The Science Journal Nature has published a paper by scientists who claim from their research that asteroid strikes on Earth are much more common than than thought. According to Peter Brown, a planetary scientist at the University of Western Ontario, Canada, noted that that past predictions of such strikes occuring at a frequency of once per 150 years may be out by up to a factor of 10. By examining atmospheric pressure wave readings from infrasound detectors over the past 20 years and comparing them against known meteor strikes, the team of scientists found that many previously unknown strikes (usually because they were over oceans or deserted regions) had not apparently been counted.
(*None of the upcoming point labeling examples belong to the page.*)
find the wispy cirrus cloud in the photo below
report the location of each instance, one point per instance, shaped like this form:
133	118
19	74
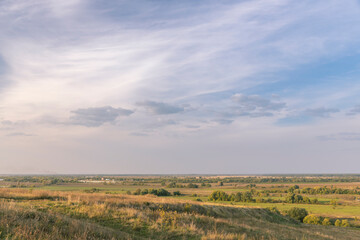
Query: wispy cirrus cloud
95	117
209	68
160	108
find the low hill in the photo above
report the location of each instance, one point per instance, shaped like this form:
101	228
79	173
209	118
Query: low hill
26	214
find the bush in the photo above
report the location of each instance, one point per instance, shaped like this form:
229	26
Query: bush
274	210
326	222
312	219
219	196
177	193
337	223
297	213
345	223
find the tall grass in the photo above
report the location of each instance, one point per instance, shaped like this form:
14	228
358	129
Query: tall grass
30	214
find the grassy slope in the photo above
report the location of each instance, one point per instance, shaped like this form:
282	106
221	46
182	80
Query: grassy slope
28	214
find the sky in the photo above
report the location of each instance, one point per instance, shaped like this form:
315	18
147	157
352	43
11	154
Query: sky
179	87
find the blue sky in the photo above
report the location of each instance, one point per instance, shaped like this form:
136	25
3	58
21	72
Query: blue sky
236	87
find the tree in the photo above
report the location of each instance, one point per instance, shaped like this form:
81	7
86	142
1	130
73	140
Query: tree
219	196
337	223
297	213
312	219
345	223
326	222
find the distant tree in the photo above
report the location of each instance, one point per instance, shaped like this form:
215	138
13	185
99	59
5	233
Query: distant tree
297	213
345	223
177	193
218	196
312	219
337	223
137	191
326	222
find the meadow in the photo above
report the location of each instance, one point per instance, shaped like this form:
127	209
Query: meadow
179	207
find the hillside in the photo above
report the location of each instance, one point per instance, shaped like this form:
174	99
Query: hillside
27	214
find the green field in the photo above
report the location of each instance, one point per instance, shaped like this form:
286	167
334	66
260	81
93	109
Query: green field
116	207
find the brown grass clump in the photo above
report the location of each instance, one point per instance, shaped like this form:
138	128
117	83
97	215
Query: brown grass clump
31	214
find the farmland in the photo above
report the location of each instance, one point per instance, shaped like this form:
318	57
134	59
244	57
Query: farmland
179	207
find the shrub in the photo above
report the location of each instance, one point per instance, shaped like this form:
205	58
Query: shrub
326	222
345	223
219	196
312	219
274	210
337	223
162	192
192	185
297	213
177	193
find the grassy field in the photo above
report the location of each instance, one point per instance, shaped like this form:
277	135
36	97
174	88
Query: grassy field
103	210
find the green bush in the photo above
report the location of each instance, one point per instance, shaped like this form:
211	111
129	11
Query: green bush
326	222
337	223
312	219
345	223
177	193
297	213
219	196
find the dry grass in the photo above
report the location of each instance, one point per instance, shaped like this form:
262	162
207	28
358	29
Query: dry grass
34	214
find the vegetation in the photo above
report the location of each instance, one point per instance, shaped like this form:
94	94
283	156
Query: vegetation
179	207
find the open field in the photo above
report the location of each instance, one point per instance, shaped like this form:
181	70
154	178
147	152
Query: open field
66	207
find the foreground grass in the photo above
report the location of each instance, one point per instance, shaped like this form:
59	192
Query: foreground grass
26	214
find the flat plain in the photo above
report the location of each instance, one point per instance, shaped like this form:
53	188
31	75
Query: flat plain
180	207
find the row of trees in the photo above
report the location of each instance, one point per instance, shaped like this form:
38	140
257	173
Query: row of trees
235	197
157	192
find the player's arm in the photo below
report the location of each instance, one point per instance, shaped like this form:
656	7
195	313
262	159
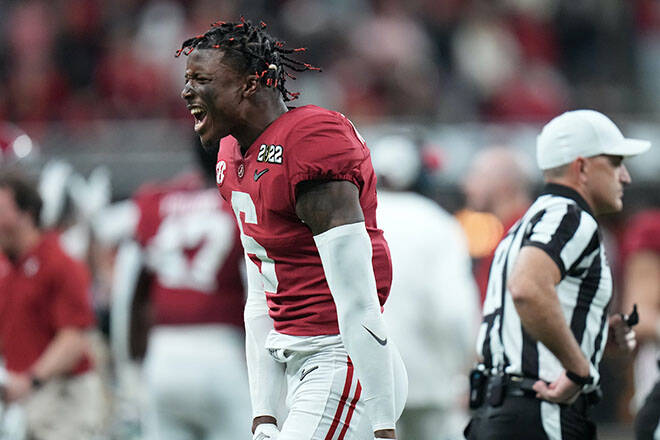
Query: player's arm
332	211
532	285
642	287
265	375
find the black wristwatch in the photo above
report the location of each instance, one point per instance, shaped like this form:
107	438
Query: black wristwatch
579	380
36	382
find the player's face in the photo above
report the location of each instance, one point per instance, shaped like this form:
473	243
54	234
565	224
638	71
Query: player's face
213	94
606	177
9	219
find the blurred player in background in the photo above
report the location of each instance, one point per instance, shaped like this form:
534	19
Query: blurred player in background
179	274
302	187
433	309
641	259
45	312
499	181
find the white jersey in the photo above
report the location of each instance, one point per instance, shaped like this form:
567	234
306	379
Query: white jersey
432	310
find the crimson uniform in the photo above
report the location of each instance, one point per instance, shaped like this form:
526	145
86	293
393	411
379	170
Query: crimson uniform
261	188
193	248
303	144
195	364
44	291
41	293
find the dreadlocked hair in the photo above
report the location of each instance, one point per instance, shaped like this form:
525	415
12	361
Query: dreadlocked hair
249	48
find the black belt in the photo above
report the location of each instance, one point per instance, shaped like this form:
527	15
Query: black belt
518	386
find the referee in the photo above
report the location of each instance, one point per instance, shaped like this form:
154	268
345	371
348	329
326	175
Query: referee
545	318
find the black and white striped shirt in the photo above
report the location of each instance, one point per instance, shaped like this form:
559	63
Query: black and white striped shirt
561	224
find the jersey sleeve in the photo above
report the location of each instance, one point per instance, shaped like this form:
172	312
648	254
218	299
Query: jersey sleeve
565	232
71	296
325	146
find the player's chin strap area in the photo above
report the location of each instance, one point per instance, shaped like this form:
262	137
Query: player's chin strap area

The most recent meteor strike event was when a 19m wide diameter meteoriod weighing in at 12,000 metric tons broke up explosively at an altitide of 45-30km before bursting into gas and dust at 27km as seen in a glowing burst over the Russian town of Chelyabinsk on 15 February. The explosion as the the rock struck the atmosphere at 19km per second was equivalent to a 500kT nuclear weapon explosion, becoming the second largest measured meteor/comet strike explosive event since the Tunguska meteor/comet fragment strike in Siberia in 1908. Chelyabinsk and over fifty villages in the vicinity reported damage to windows and buildings.
Fears remain that one day a much larger meteorite, asteroid or comet fragment may threaten to strike the Earth and scientists around the world are examining ways of deflecting such an object. Methods suggested include using nuclear missiles, solar electric tractors, lasers to cause thrusts, and firing other meteors at it.